Publication of CN106055594A publication Critical patent/CN106055594A/en

Links

Classifications

    • GPHYSICS
    • G06COMPUTING; CALCULATING; COUNTING
    • G06FELECTRIC DIGITAL DATA PROCESSING
    • G06F16/00Information retrieval; Database structures therefor; File system structures therefor
    • G06F16/90Details of database functions independent of the retrieved data types
    • G06F16/95Retrieval from the web
    • G06F16/953Querying, e.g. by the use of web search engines
    • G06F16/9535Search customisation based on user profiles and personalisation

Abstract

The present invention provides an information providing method based on user interests. The method comprises performing data conversion and sampling on an input data set, obtaining initial retrieval results through data retrieval, and reordering the initial retrieval results on basis of correlation measurement of the results and retrieval types.
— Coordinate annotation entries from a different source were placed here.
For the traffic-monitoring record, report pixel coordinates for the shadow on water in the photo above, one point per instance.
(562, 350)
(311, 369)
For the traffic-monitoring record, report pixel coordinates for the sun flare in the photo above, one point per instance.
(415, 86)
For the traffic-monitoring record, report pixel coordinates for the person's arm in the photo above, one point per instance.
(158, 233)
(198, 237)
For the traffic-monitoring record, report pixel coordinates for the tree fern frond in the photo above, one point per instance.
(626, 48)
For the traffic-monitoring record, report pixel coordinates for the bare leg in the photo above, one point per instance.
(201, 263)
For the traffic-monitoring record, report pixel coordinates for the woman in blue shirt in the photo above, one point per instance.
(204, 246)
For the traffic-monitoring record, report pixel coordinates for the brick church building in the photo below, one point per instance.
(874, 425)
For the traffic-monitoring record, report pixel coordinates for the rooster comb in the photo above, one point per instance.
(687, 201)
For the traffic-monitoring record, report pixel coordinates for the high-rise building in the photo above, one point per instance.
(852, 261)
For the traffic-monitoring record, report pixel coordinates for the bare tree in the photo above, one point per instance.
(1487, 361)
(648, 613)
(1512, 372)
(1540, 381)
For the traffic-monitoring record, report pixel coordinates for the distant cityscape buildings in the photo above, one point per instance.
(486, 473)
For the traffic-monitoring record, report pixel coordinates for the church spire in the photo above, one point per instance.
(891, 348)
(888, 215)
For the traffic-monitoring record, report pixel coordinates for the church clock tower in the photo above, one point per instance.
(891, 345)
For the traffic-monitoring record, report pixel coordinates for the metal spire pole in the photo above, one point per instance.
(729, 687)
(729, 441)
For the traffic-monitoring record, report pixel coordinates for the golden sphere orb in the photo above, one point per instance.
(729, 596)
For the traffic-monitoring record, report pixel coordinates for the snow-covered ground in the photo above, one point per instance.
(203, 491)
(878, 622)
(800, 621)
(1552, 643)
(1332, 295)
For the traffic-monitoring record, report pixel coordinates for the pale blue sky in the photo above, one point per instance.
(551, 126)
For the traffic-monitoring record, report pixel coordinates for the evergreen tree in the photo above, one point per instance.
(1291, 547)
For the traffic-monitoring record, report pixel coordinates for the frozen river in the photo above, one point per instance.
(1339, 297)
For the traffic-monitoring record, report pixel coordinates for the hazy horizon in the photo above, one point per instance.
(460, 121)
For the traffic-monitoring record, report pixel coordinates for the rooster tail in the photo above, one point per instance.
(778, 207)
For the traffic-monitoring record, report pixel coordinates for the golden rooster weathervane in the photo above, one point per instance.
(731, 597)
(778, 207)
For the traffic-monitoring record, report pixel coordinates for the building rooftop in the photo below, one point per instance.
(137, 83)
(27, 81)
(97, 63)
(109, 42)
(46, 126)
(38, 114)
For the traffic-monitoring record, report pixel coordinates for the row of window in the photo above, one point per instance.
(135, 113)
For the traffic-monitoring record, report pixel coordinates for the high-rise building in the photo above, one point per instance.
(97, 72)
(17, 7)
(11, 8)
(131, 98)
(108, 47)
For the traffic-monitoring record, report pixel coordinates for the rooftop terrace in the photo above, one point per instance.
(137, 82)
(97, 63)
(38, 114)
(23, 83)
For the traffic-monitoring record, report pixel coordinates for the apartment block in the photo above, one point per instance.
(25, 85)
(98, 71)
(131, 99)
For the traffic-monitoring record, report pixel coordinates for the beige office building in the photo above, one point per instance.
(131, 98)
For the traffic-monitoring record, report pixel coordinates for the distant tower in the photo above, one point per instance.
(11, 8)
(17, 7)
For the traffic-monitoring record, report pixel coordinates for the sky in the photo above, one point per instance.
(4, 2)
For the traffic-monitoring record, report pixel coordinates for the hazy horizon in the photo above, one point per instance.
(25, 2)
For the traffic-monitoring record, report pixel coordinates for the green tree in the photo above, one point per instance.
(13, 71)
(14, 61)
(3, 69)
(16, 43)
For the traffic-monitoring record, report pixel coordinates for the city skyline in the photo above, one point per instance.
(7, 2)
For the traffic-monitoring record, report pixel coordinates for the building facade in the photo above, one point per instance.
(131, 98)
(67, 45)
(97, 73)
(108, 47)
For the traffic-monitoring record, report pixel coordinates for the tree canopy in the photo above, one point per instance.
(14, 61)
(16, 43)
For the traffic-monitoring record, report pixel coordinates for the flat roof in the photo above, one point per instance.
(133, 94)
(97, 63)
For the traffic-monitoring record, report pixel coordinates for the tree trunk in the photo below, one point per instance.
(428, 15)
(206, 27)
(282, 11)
According to the information providing method based on the user interests, the data set is uniformly collected and managed by a distributed retrieval system, the retrieval results are further optimized on basis of feedback and evaluation of users, and user customized requirements are efficiently satisfied.

Description

基于用户兴趣的信息提供方法 Based on the information provided interest-method

技术领域 FIELD

[0001] 本发明涉及数据推送,特别涉及一种基于用户兴趣的信息提供方法。 [0001] The present invention relates to a data push, and particularly relates to a method of providing information based on user interest.

背景技术 Background technique

[0002] 在信息时代的今天,随着互联网技术和社会信息化技术的不断发展,信息量以爆炸式的速度增长,互联网正不断地影响和改变着人们的日常生活方式。 [0002] In today's information age, with the continuous development of Internet technology and social information technology, the amount of information at a rate of explosive growth, the Internet is constantly influenced and changed the way people's daily lives. 然而,随着网络信息变得越来越纷繁复杂,人们如何从如此浩瀚的信息海洋中高效地找到符合需求的信息就成了一个越来越值得关注的课题。 However, as networks become more complex information, people find information on how to become a subject of growing concern to meet the needs of information from the vast ocean so efficiently. 虽然有相关分布式检索系统可以帮助人们更精确的找到所需要的信息,但在某些应用领域,如电影、音乐、社交网络搜索,用户一般不能很好的提出很好的检索需求,通过研究用户的历史记录、用户的社会化信息以及对应领域数据的属性信息,将用户的信息建模或者领域数据资源建模,通过可靠方式将用户潜在感兴趣的数据资源推荐给用户。 Although there are relevant distributed retrieval system can help people more accurately find the information they need, but in some applications, such as movies, music, social networking, search, users are generally not well made good retrieval needs, through research history of the user, the user's social information and attribute information corresponding to the field of data, information or data modeling user resource modeling field, reliable data resources by way of potential interest to the user recommended to the user. 然而现有的分布式检索系统在工作效率和用户的满意度各不相同,并且缺少通用的接口来处理异构数据的输入。 However, the conventional distributed retrieval system differ in the efficiency and user satisfaction, and the lack of a common interface to handle heterogeneous data input.

发明内容 SUMMARY

[0003] 为解决上述现有技术所存在的问题,本发明提出了一种基于用户兴趣的信息提供方法,包括: [0003] In order to solve the above problems of the prior art, the present invention proposes a method of providing information based on user interest, comprising:

[0004] 对输入数据集进行数据转换和采样, [0004] The data conversion and sampling of the input data set,

[0005] 通过数据检索得到初始检索结果, [0005] The obtained data retrieved by the initial search result,

[0006] 基于结果和检索式的相关性度量对初始检索结果进行重新排序。 [0006] reorder the search results based on the initial results and correlation metrics retrieval formula.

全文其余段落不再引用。